No en vano,  mi último y reciente viaje por Trás-os-Montes (nombre que me invita a soñar despierto y me traslada a un más allá fantástico) lo concebí, fundamentalmente, para sentir las huellas literarias de Torga en su tierra natal, São Martinho, localidad perteneciente al Concello de Sabrosa, y próxima a Vila Real.


Negrillo y busto de Torga
Casa natal de Torga
Con el Trás-os-Montes (de nuestro querido paisano Julio Llamazares), bajo el brazo, y los sentidos abiertos a nuevos horizontes, me encaminé por las veredas del mito, convertido en logos literario, en busca del espíritu de Torga, que encontré en todo el pueblo. Un espíritu de calma, de sosiego y buenas vibraciones me envolvieron y me hicieron creer de lleno en las palabras sanadoras, en la memoria literaria, en su escritura autobiográfica y esencial.


Iglesia de Sao Martinho
Llegué a sentir su presencia bajo el negrillo o negrilho y su aroma en una taza de café y aun en un cigarrillo de liar, sentado en un banco de la plaza del pueblo, amorosado y en compañía de una sensual, sensible y perceptiva dama en la cafetería Central. Un café, 0,50 céntimos. Qué gusto. Y qué felicidad. Es como si su lugar de nacimiento me estuviera pidiendo que me quedara, que sintiera, con gusto, la verdadera talla humana y literaria de su figura, un tanto alejada de saraos y bullicios altaneros. Instantes de placer, que luego se traducirían en una especie de quietud estoica, mientras contemplaba, bajo un pino y a la entrada del cementerio (en el centro- izquierda), su humilde tumba, sobre la que reza su inscripción de Nacimiento y Fallecimiento, aparte de unas flores y un libro, y en la que también se encuentra su mujer, Andree, de origen belga, como me dijera un paisano, vecino del pueblo, al preguntarle por su casa.
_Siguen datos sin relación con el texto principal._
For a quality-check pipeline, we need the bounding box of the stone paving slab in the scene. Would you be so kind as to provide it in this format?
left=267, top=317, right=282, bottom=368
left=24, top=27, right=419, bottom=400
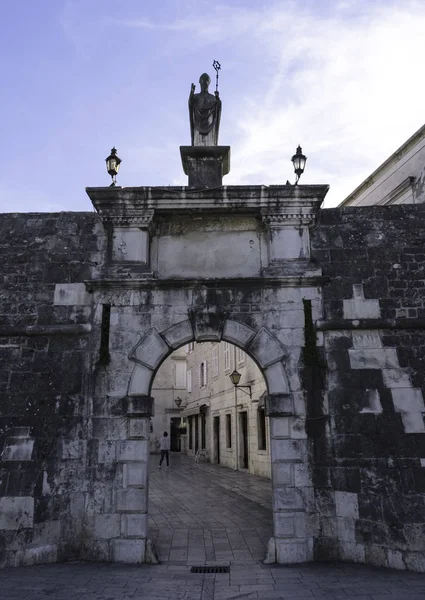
left=149, top=453, right=273, bottom=564
left=0, top=456, right=425, bottom=600
left=0, top=561, right=425, bottom=600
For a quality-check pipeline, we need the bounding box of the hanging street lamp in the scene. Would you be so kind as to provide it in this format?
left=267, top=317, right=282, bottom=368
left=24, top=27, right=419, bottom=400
left=229, top=369, right=252, bottom=398
left=291, top=146, right=307, bottom=185
left=106, top=146, right=122, bottom=187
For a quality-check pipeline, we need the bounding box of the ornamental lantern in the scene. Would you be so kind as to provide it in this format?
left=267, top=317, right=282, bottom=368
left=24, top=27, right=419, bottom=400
left=106, top=146, right=121, bottom=187
left=291, top=146, right=307, bottom=185
left=229, top=369, right=242, bottom=385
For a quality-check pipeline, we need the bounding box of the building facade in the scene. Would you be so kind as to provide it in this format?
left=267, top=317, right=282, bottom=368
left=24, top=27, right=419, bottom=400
left=182, top=342, right=271, bottom=477
left=340, top=125, right=425, bottom=206
left=149, top=348, right=186, bottom=453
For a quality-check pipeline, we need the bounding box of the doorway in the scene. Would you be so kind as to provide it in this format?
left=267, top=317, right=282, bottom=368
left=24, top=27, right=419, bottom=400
left=213, top=417, right=220, bottom=465
left=193, top=415, right=199, bottom=454
left=170, top=417, right=181, bottom=452
left=239, top=411, right=248, bottom=469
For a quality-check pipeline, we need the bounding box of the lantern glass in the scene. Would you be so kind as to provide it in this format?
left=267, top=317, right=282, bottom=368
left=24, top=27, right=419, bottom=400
left=292, top=146, right=307, bottom=175
left=229, top=369, right=242, bottom=385
left=106, top=148, right=121, bottom=179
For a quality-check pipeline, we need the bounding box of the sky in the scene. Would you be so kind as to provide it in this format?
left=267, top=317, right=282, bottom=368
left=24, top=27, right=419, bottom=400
left=0, top=0, right=425, bottom=212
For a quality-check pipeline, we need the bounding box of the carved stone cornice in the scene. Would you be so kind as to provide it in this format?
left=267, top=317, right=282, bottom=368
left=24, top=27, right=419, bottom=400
left=261, top=204, right=319, bottom=228
left=97, top=203, right=155, bottom=233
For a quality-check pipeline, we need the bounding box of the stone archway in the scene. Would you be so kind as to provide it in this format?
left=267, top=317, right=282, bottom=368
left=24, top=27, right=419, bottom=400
left=86, top=185, right=327, bottom=563
left=114, top=310, right=312, bottom=563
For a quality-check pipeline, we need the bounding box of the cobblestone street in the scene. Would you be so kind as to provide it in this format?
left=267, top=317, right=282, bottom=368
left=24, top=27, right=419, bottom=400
left=0, top=455, right=425, bottom=600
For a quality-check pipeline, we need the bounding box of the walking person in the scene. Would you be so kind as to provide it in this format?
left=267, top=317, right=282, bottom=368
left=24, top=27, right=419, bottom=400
left=159, top=431, right=170, bottom=469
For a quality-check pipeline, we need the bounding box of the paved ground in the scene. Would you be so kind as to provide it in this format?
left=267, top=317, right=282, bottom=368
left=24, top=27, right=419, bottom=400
left=0, top=457, right=425, bottom=600
left=149, top=454, right=272, bottom=565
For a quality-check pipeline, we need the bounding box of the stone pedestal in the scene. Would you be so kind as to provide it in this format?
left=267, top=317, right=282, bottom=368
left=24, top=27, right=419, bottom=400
left=265, top=394, right=313, bottom=564
left=112, top=396, right=153, bottom=563
left=180, top=146, right=230, bottom=188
Incluso el cementerio, con una luz como irreal y anubarrada, acaso repleta de arcángeles terrenales, me sedujo. Al igual que su iglesia, que por momentos me hizo viajar al Méjico colonial. Tras la iglesia, se halla el camposanto. Eran las tres pasadas -harto tarde para comer en Portugal-, y de repente, a pesar de tanta espiritualidad, me dejé caer en la tentación de llevarme alguna vianda a la boca, encontrando, por fortuna, un sitio apropiado, que en forma de cocido a la portuguesa, me hizo sentir, una vez más, feliz.

Nunca podré olvidar aquel día, aquella tarde, rebosante de vides, con el cielo teñido por el alma de Torga y nubes sugerentes, y un aire saludable y transparente. "Sí, esta es la casa de Torga", me respondió el vecino de la localidad, "permanece cerrada desde que falleciera el escritor y su mujer, que era belga, aunque de vez en cuando vine su hija, que vive en Coimbra".

Hoy, al recordar mi viaje al pueblo de Torga, me siento como un niño que aún tuviera todo el pasado por delante, incluso un futuro lleno de ilusiones.